Em Portugal, dados da DGS até 3/1/2024 mostram que as coberturas vacinais contra a covid-19 e contra a gripe, nos grupos etários com 60 ou mais anos, corresponderam a 53% e 62%, respetivamente (atingindo no Norte quase 70% para a gripe e 55% para a covid). Dados do Vacinómetro® (sondagem telefónica de 4011 pessoas) de 5/12/2023, mostram que 73,4% dos indivíduos de mais de 65 anos já se encontram vacinados, o que já se aproxima mais dos objetivos europeus que propõem mais de 75% de cobertura vacinal para a gripe.

Ora, a vacina utilizada em Portugal inclui o vírus A (H1N1)pdm09 (subclade 5a.2a.1); será ele ligeiramente diferente ao que se encontra em circulação? Dados do Observatório europeu (ECDC - Centro Europeu de Prevenção e Controlo das Doenças) sugerem que durante a 40.ª semana de 2023 e a 1.ª semana de 2024, dos 234 vírus A(H1)pdm09 identificados na Europa, 90 foram relatados como pertencendo à clade 5a.2a e 144 foram subclade 5a.2a.1 (isto é, coincidindo com a vacina).

Outra possível explicação para o aumento da suscetibilidade às infeções é o chamado “roubo” imunitário que se refere à noção de que o próprio SARS-CoV-2 rouba a imunidade, deixando algumas pessoas que tiveram covid-19 mais suscetíveis a outras infeções. Estudos científicos têm demonstrado que o vírus SARS-CoV-2, ao contrário do vírus da gripe, tem uma capacidade de destruir linfócitos T e “baralhar” a imunidade.

Portanto, estes efeitos específicos do vírus da covid-19 sugerem que deveremos continuar a proteger as nossas populações desta ameaça! De tal forma que as instituições de saúde do Canadá já estão a programar um reforço vacinal contra o SARS-CoV-2 para os maiores de 65 anos, os residentes em lares e os imunocomprometidos, na Primavera de 2024.

Que outras recomendações se poderá seguir?
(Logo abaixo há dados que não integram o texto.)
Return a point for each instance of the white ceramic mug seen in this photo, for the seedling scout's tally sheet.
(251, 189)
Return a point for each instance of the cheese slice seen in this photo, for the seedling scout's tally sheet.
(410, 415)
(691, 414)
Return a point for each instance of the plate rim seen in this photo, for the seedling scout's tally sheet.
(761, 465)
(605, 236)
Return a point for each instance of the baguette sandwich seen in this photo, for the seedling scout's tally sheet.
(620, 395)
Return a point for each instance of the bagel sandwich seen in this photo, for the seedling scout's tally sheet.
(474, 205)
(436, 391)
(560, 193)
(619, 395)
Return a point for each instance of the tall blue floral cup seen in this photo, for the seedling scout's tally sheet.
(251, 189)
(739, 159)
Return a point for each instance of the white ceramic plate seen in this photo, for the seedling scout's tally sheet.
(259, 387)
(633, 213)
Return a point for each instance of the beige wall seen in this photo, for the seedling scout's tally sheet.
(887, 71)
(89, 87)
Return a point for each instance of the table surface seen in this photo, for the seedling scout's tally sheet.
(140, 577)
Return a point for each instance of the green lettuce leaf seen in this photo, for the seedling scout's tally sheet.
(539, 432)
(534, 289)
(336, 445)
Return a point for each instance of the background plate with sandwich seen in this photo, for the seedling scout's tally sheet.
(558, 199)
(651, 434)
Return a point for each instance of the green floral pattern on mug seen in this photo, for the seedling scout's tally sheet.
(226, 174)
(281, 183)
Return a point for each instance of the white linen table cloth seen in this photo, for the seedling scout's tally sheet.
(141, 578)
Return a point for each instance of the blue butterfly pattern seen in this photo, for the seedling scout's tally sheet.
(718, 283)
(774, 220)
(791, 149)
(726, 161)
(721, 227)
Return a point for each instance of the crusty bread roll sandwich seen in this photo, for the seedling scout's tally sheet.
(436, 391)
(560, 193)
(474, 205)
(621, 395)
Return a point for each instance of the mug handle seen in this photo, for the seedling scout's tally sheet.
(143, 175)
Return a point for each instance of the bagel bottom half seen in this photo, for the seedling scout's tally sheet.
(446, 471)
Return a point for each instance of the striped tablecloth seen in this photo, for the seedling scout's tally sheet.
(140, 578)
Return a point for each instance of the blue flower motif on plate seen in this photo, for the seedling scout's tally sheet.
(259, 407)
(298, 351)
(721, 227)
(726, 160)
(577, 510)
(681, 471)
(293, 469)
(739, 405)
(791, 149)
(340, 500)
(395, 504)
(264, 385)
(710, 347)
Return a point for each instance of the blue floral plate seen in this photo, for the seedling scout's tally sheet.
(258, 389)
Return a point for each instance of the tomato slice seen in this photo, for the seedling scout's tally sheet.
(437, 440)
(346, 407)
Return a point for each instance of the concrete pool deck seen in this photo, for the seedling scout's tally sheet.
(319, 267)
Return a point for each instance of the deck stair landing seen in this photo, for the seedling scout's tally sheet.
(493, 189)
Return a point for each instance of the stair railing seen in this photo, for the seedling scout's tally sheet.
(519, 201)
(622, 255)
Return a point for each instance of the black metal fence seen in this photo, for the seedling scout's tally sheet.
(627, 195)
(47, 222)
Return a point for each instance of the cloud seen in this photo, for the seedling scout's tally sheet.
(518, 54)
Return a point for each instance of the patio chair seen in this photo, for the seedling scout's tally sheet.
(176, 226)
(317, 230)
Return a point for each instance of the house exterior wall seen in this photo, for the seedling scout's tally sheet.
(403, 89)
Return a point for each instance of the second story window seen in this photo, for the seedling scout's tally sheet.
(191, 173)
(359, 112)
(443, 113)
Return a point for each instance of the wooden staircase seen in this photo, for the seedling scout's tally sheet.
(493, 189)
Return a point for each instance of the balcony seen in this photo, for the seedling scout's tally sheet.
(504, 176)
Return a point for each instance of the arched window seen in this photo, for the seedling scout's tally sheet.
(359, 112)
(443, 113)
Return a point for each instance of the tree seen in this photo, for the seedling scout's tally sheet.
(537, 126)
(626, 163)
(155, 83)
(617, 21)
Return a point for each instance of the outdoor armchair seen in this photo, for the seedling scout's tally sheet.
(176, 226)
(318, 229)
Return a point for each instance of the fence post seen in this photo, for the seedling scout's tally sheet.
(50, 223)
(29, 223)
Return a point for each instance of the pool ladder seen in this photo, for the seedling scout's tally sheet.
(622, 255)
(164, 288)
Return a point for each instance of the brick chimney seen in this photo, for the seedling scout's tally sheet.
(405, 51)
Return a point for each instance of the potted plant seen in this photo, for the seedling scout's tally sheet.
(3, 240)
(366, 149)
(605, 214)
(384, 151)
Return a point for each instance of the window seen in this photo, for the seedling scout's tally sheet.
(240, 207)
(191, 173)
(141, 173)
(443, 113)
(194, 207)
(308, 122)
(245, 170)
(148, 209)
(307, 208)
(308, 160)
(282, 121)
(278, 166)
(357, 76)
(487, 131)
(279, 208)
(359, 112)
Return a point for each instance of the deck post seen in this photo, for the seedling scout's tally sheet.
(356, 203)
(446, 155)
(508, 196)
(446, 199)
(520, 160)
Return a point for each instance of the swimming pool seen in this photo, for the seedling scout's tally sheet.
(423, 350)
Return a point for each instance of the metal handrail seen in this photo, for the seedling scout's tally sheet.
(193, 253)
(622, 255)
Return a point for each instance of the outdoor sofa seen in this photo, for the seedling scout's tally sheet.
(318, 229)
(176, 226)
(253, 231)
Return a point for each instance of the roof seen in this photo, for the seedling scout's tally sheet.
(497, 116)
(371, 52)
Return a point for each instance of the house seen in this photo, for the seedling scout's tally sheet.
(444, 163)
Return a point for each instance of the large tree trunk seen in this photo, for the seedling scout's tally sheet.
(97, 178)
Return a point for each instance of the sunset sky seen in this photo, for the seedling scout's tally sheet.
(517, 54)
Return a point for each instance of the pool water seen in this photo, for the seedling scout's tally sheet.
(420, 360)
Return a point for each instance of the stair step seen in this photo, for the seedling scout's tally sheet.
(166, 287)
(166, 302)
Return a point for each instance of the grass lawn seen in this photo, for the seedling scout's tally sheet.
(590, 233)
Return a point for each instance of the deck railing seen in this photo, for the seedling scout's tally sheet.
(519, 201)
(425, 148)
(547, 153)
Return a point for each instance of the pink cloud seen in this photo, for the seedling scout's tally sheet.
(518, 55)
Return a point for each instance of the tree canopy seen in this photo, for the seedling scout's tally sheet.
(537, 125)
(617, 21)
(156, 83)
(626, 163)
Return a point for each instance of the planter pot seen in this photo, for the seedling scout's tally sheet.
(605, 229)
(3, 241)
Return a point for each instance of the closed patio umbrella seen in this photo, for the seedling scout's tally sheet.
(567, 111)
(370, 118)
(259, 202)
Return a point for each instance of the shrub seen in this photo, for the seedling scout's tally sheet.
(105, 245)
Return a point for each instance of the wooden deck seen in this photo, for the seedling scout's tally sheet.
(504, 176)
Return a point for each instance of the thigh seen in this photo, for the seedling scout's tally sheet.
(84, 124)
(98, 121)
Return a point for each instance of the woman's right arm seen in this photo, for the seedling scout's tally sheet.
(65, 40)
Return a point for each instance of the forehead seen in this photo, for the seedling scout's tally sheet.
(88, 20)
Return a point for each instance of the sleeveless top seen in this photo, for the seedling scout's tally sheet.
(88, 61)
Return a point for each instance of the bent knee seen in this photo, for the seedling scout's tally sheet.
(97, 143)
É sabido que existem vacinas antigripais de alta dose (que foram administradas aos idosos residentes em lares em Portugal) e que parecem proteger mais as pessoas de mais de 65 anos, com sistemas imunitários mais debilitados. Estas poderão ser recomendadas para aumentar a eficácia vacinal noutros grupos populacionais.

Será boa ideia alargar a cobertura vacinal para grupos mais jovens? Esta ação foi recentemente tomada pela DGS que alargou vacinação antigripal gratuita também para os maiores de 50 anos. Esta medida, para além de proteger este grupo etário que também tem tido aumento da mortalidade, ao alargar a cobertura vacinal a mais pessoas poderá reduzir o impacto da infeção na população em geral.

É claro que a última pandemia foi a covid-19, mas não podemos esquecer que a gripe ainda é uma ameaça. E, assim, as autoridades de saúde pública em Portugal deveriam ter aumentado a comunicação nesta temporada, promovendo a confiança na vacinação e as medidas não farmacológicas tão propaladas durante a pandemia. É que o vírus da gripe também se transmite por aerossóis e por indivíduos pouco sintomáticos.

Assim, mesmo se vacinado contra a gripe e covid-19, continue a proteger-se, com o uso de máscara, melhore a ventilação quando ocupa espaços fechados, use etiqueta respiratória e lave bem as mãos. Se o fizer, todos nós ficaremos mais protegidos!